In this study, we demonstrate that the distal and middle sites of the biarticular hamstring muscles are more susceptible to damage induced after running a marathon. Based on our results, conditioning that focuses on the distal and middle sites of the hamstring muscles may be more useful in improving recovery strategies as well as for preventing injury after prolonged running. In addition, our results showed that inflammatory oedema appearing as T2 increase takes several days to recover. Therefore, accumulation of low-intensity running sessions may contribute to the susceptibility of strain injury afterwards.
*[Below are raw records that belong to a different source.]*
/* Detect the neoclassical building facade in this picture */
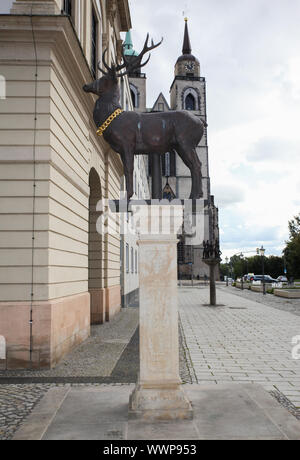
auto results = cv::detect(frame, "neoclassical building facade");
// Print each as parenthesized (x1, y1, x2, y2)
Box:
(0, 0, 142, 368)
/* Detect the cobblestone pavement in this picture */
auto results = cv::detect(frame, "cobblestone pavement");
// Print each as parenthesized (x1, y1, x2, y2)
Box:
(0, 308, 192, 440)
(179, 286, 300, 410)
(0, 384, 53, 440)
(222, 285, 300, 317)
(0, 383, 134, 440)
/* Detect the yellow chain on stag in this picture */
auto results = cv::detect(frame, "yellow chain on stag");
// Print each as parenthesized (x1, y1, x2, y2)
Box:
(96, 108, 123, 137)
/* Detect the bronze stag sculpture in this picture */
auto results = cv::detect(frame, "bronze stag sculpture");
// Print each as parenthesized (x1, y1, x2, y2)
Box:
(83, 34, 205, 200)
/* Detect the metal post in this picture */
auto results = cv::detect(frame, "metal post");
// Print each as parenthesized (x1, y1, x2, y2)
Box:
(241, 276, 244, 290)
(262, 254, 266, 295)
(210, 263, 216, 306)
(191, 247, 194, 287)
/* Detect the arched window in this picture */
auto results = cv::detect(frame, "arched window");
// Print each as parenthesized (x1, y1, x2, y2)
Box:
(185, 94, 195, 111)
(129, 84, 139, 108)
(130, 89, 136, 107)
(162, 151, 176, 177)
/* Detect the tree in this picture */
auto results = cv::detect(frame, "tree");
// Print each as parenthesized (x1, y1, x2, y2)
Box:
(288, 214, 300, 239)
(265, 256, 285, 278)
(283, 213, 300, 279)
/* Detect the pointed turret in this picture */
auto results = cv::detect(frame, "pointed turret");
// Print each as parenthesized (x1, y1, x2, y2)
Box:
(123, 30, 138, 56)
(175, 18, 200, 77)
(182, 18, 192, 55)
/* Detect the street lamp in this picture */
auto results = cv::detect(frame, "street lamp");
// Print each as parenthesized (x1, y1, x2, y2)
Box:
(240, 253, 244, 290)
(225, 256, 229, 286)
(259, 245, 266, 295)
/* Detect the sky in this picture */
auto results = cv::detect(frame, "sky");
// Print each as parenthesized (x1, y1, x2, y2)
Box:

However, our results are inconsistent with the clinical observations that the proximal muscle–tendon junction of the BFlh muscles is more commonly affected in acute hamstring muscle injury [23, 29]. This discrepancy could be explained by the possible difference in the neuromechanical behaviour and joint kinetics between high-speed running, in which an injury occurs, and prolonged running. Therefore, further research is required to identify the regional damage patterns after repetitive high-speed running relative to the injury site. It is likely that such studies can provide further insights into the mechanisms of muscle strain injury during high-speed running.
In conclusion, the results indicated that marathon running induces a significant damage to hamstring muscles; however, the amount of change in inflammatory oedema appearing as T2 increase did not differ among hamstring muscles. Furthermore, site-dependent changes in T2 values after a full marathon were observed within muscles; that is, pronounced inflammatory oedema was observed in the distal and middle sites of the biarticular hamstring muscles. Our findings provide a better understanding of the site-specific muscle damage patterns of the hamstring muscle induced by prolonged running.